At this point all the lights went out.
* * * * *
I don’t know when I’ve had anything so sudden and devastating happen to me before. They didn’t flicker. They just went out. The hall was in complete darkness.
Well, of course, that sort of broke the spell, as you might put it. People started to shout directions, and the Tough Eggs stamped their feet and settled down for a pleasant time. And, of course, young Bingo had to make an ass of himself. His voice suddenly shot at us out of the darkness.
“Ladies and gentlemen, something has gone wrong with the lights——”
The Tough Eggs were tickled by this bit of information straight from the stable. They took it up as a sort of battle-cry. Then, after about five minutes, the lights went up again, and the show was resumed.

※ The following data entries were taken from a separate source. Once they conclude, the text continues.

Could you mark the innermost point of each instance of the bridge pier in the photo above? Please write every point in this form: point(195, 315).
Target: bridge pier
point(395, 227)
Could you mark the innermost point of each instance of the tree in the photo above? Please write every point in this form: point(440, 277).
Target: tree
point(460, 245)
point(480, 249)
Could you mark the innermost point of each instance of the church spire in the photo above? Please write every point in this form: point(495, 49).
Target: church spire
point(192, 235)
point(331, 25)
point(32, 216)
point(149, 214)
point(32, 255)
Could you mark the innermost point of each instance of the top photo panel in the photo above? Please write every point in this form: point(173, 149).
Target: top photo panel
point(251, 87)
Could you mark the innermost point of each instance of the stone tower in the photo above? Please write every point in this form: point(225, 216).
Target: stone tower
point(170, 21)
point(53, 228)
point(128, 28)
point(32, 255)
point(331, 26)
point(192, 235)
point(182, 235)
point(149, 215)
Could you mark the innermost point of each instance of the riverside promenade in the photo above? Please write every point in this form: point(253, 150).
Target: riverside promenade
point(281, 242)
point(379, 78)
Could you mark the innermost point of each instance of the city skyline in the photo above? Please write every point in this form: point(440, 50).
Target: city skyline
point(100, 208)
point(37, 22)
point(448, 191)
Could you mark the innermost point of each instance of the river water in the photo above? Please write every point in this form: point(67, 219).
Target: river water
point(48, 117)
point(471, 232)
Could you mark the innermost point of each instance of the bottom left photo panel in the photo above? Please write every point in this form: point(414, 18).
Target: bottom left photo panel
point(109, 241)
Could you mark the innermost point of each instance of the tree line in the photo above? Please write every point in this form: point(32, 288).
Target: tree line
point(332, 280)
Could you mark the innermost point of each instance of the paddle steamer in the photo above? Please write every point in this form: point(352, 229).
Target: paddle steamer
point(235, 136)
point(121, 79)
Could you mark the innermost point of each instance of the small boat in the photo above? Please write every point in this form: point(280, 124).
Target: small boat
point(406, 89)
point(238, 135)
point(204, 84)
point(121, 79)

It took ten minutes after that to get the audience back into its state of coma, but eventually they began to settle down, and everything was going nicely when a small boy with a face like a turbot edged out in front of the curtain, which had been lowered after a pretty painful scene about a wishing-ring or a fairy’s curse or something of that sort, and started to sing that song of George Thingummy’s out of “Cuddle Up.” You know the one I mean. “Always Listen to Mother, Girls!” it’s called, and he gets the audience to join in and sing the refrain. Quite a ripeish ballad, and one which I myself have frequently sung in my bath with not a little vim; but by no means—as anyone but a perfect sapheaded prune like young Bingo would have known—by no means the sort of thing for a children’s Christmas entertainment in the old village hall. Right from the start of the first refrain the bulk of the audience had begun to stiffen in their seats and fan themselves, and the Burgess girl at the piano was accompanying in a stunned, mechanical sort of way, while the curate at her side averted his gaze in a pained manner. The Tough Eggs, however, were all for it.
At the end of the second refrain the kid stopped and began to sidle towards the wings. Upon which the following brief duologue took place:
Young Bingo (Voice heard off, ringing against the rafters): “Go on!”
The Kid (coyly): “I don’t like to.”
Young Bingo (still louder): “Go on, you little blighter, or I’ll slay you!”
I suppose the kid thought it over swiftly and realised that Bingo, being in a position to get at him, had better be conciliated, whatever the harvest might be; for he shuffled down to the front and, having shut his eyes and giggled hysterically, said: “Ladies and gentlemen, I will now call upon Squire Tressidder to oblige by singing the refrain!”